One of the key issues for successfully transforming the energy sector is the question of long-term storage for large quantities of electricity in the smallest possible space. Forschungszentrum Jülich, Westfälische Wilhelms-Universität Münster (WWU Münster), and RWTH Aachen University are determined to accelerate the search for solutions. At the Helmholtz Institute Münster (HI MS), jointly founded by these three institutions and operated as a branch office of Forschungszentrum Jülich, work focuses on electrolytes – the most important component in all batteries.

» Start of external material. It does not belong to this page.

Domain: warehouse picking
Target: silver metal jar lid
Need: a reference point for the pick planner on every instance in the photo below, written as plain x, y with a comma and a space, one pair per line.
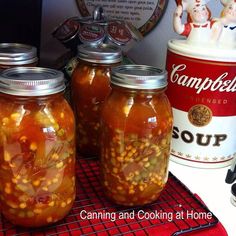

Electrolytes are at the heart of research at HI MS, with the official name of Ionics in Energy Storage. Electrolytes are the medium for ion transport in batteries and also a central component that reacts with all other components of the battery. HI MS will make a decisive contribution towards accelerating the development of storage technologies.
The institute pools and focuses the expertise of all three partners in order to develop concepts for future stationary electrochemical storage. Münster Electrochemical Energy Technology (MEET) at WWU Münster is an institute with an international reputation in the field of rechargeable lithium and lithium-ion batteries with liquid and polymer electrolytes. This outstanding competence in the field of electrochemistry is complemented by Forschungszentrum Jülich's expertise in materials science. At Jülich, priority is given to the investigation, synthesis, and development of cation- and anion-conducting ceramics. The world-class research at RWTH Aachen University rounds off the cooperation between universities and a research establishment for the characterization of large cells and anion-conducting ceramics. By pooling the expertise of three strong partners, HI MS can effectively contribute to tackling important issues concerning the future energy supply. HI MS will cooperate closely with Helmholtz Institute Ulm, which focuses on electrochemical energy storage, complementing the latter's portfolio of energy storage research and consolidating networking activities between the Helmholtz Association and universities.
From 2015, base-level funding for HI MS of about € 5.5 million will be provided via the programme-oriented funding of the Helmholtz Association. Of this, 10 % is contributed by the federal state of North Rhine-Westphalia (NRW) and 90 % by the German Federal Government. Furthermore, NRW will invest an additional € 11 million by 2018.